How do we do that?   I ask that question against the background that the Christian church has not always been part of the solution, but instead many times been the problem.  How do we do that, when so many people in the world fail to hear or worse fail to heed the Gospel of Good News?  How do we do that, when much that transpires with in our Christian “ghettos,” our meeting houses, our sanctuaries simply does not impact the world at all?  How do we do that? 

Because the heart of any matter is always a matter of the heart, God calls us to personally figure out, to collectively respond, and to be people of compassion in our own, individual, here-and-now lives. 

I once read a graphic story (and have been recently reminded of it in the writings of the Rev.
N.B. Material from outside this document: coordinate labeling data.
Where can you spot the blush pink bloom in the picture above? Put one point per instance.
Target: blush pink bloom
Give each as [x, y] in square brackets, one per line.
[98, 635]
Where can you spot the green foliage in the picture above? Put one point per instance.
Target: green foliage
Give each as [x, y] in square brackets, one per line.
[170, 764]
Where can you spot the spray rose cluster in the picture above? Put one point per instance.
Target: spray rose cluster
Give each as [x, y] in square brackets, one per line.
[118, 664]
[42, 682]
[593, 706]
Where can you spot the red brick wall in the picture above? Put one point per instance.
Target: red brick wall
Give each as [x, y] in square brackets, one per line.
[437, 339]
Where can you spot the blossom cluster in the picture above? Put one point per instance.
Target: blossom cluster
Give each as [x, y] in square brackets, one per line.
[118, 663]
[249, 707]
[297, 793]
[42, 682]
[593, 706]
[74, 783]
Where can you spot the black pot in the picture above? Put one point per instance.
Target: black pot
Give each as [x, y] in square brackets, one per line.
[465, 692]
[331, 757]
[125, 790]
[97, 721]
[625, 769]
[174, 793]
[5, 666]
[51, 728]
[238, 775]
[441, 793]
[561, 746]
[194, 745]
Stephen Lien, a Presbyterian preacher).  It is the story of one woman’s resolution of the Apartheid issue in South Africa.   

How does someone who is following Jesus act in a hate-filled world? 
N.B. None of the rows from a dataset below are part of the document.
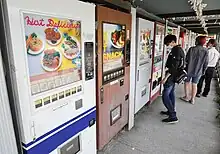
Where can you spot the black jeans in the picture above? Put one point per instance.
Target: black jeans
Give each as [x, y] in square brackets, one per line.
[208, 79]
[168, 97]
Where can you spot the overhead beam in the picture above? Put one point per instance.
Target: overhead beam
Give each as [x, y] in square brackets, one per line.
[122, 5]
[210, 27]
[195, 22]
[199, 25]
[187, 14]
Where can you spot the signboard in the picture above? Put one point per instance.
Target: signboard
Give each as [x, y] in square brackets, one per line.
[145, 46]
[53, 48]
[159, 40]
[114, 36]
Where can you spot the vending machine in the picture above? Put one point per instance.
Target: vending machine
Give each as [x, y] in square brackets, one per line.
[157, 60]
[53, 56]
[145, 36]
[113, 51]
[172, 31]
The woman, a wife and mother stood, listening to several, white police officers acknowledge the atrocities they had perpetrated in the name of Apartheid.  Officer van de Broek acknowledged his responsibility in the death of the woman’s son.  Along with others, he had shot her 18-year-old son and burned his body until it was reduced to ashes. 
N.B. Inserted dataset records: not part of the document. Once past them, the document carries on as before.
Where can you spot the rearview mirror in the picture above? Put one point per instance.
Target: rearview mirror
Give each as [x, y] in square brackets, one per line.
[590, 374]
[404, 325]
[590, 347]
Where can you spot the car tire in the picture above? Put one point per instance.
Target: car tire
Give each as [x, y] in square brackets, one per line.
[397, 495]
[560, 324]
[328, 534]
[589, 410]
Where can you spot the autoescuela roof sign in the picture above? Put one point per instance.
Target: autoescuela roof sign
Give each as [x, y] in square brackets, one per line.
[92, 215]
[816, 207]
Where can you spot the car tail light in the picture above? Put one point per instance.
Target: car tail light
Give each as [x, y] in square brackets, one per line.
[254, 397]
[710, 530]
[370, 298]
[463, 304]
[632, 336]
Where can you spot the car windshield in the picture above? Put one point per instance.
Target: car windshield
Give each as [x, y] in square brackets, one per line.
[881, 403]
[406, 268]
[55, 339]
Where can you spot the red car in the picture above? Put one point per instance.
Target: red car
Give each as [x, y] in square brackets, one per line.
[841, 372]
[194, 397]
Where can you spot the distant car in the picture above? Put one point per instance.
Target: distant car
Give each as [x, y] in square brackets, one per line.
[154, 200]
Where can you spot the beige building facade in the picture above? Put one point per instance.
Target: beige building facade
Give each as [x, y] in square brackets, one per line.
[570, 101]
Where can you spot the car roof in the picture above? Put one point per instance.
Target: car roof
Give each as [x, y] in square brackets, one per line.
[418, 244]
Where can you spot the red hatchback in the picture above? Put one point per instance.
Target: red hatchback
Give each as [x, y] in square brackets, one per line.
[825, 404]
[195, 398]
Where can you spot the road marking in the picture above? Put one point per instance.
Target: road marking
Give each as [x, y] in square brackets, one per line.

Eight years later, Officer van de Broek and others returned and seized the woman’s husband and forced her to watch as they poured gasoline over him and lit the flames that burned his body.  The last words she heard her husband say were, “Forgive them.” 

Now, van de Broek stood before the new South Africa’s Truth and Reconciliation Commission.  The Commissioners (including the Anglican bishop Desmond Tutu) asked the woman what she wanted.  “I want three things,” she said very calmly: 

    1. I want Mr. van de Broek to take me to the place where they burned my husband’s body.  I would like to gather up the dust and give him a decent burial.
 
    1. Second, Mr. van de Broek took all my family away from me, and I still have a lot of love to give.  Twice a month, I would like for him to come to the ghetto and spend a day with me so I can be a mother to him.
 
    1. Third, I would like Mr. van de Broek to know that he is forgiven by God, and that I forgive him, too.  I would like someone to lead me to where he is seated, so I can embrace him and he can know my forgiveness is real.
 

      (Quoted from the writing of Stanley W. Green, The Canadian Mennonite, September 4, 2000, p. 11.) 

The heart of any matter is always a matter of the heart.  Oh, we can and should talk, argue, and debate.  We can and should vote.  We can and should assert our political clout.  We can and should protest.  We can write letters.  But where does it begin?  It begins here (in your heart and mine). 

The apostle Paul sums it all up:  “All this is from God, who reconciled us to himself through Christ and gave us the ministry of reconciliation…” (2 Corinthians 5:18). 

When we partake of Communion, Christ’s spirit can and will enter us.  Our response is to give our own body and blood – our real selves and resources – to be poured liberally into the wounds of our world.  We are called to be people of conviction, not conformity; of moral nobility, not social respectability.  We are commanded to live differently and to live according to a higher loyalty.   

We must make a choice.  Will we march to the drumbeat of conformity and respectability, or will we, listening to the beat of a more distant drum, move to its echoing sounds? Will we dance to the music of our time, or will we, risking criticism and abuse, stride to the soul-saving music of God’s eternity? 

While you and I, standing alone or sitting together, we may conclude that we are insignificant grains of “salt,” or mere specks of sand on the landscape, I would remind us that there are over 600 million of us, Christians worldwide.  And, oh, the difference we will one day make and be.  Amen.